Ancien commando d'élite, John Rambo n'a pu se réacclimater à un pays qui n’a rien eu de plus pressé que de vouloir oublier ses vétérans, symbole d’une guerre perdue dont elle ne veut plus parler. Devenu une sorte de vagabond, Rambo subit les vexations du shérif d’une petite bourgade des Rocheuses. Arrêté puis molesté par le policier et ses adjoints, Il finit par exploser, dévaste le commissariat et redevient la bête de guerre qu’il a été. Réfugié dans les montagnes, il est traqué par la garde nationale mais s’avère un gibier plus dangereux que ses chasseurs. Alors que toutes les autorités veulent s’en débarrasser seul le colonel Trautman, son ancien formateur, comprend le traumatisme de l’ancien soldat et tente de calmer le jeu.

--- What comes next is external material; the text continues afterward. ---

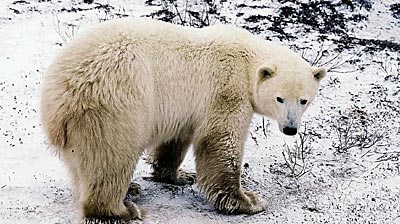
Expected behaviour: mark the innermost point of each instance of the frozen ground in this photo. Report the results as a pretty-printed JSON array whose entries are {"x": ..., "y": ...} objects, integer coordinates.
[{"x": 360, "y": 45}]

Le film est sorti en 82 mais il a été écrit à la fin des années 70. Ronald Reagan vient tout juste d’être élu et le souvenir de la sale guerre est encore vif. Le désenchantement de la décennie précédente est encore palpable dans ce film. La fin originale qui avait même été tournée faisait tuer le personnage dans un dernier baroud inutile contre les forces de l’ordre. Le film sous ses allures de production d’action met le doigt là où ça fait mal. Le retour au pays d’une génération traumatisée par cette guerre perdue et que personne n’attend à la maison.

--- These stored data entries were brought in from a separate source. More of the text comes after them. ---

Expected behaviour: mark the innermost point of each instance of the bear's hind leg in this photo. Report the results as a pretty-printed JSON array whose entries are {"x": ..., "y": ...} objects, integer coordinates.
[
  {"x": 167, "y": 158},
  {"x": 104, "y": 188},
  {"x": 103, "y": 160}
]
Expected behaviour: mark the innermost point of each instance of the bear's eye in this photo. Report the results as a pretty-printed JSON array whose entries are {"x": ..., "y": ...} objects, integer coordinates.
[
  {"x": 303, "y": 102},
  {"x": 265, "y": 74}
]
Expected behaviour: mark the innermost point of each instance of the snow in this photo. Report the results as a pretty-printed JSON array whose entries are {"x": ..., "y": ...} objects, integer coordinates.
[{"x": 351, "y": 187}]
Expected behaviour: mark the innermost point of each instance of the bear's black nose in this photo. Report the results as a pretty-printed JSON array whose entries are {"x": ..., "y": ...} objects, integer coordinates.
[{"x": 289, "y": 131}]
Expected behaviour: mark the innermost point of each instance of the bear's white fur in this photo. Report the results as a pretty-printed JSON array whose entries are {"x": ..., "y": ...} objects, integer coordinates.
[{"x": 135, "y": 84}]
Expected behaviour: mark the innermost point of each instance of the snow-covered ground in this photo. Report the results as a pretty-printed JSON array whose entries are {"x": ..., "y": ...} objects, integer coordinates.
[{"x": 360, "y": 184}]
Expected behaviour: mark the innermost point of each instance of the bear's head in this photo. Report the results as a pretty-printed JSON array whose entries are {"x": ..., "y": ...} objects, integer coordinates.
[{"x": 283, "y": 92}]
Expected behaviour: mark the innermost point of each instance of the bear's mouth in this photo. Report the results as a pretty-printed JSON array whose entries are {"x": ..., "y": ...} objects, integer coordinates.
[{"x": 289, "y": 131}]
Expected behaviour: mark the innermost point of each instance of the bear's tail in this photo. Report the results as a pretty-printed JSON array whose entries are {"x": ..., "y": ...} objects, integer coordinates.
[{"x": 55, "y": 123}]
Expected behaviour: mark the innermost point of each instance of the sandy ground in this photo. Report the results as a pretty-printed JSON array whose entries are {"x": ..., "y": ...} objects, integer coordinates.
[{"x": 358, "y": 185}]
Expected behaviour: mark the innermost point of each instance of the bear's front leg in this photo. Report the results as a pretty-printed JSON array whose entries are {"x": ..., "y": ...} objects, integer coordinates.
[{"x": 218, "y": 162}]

C’est, malgré la présence de Stallone, un film à relativement petit budget sur lequel peu de gens aurait misé. Il marquera durablement les esprits et s’inscrit parmi les meilleurs films d’action de la décennie 80.

Trois ans plus tard, Rambo revient pour un Rambo II qui part dans une direction diamétralement opposée.

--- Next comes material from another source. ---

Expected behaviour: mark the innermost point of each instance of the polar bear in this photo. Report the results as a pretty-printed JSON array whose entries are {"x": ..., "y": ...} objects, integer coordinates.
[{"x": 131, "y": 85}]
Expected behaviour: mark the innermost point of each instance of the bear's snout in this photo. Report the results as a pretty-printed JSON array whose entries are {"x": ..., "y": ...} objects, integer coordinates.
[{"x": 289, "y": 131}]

Le vétéran est tiré de la prison où il croupit pour les destructions causées dans le premier opus afin de repartir secrètement au Vietnam vérifier si des prisonniers américains ne s’y trouveraient pas encore détenus. Là, pour sortir ses camarades des prisons où ils croupissent, il se rebelle contre ses commanditaires qui veulent éviter l’incident diplomatique et affronte leurs sadiques geôliers vietnamiens qui sont en plus épaulés par une escouade de spetsnaz, les soldats d’élite soviétiques.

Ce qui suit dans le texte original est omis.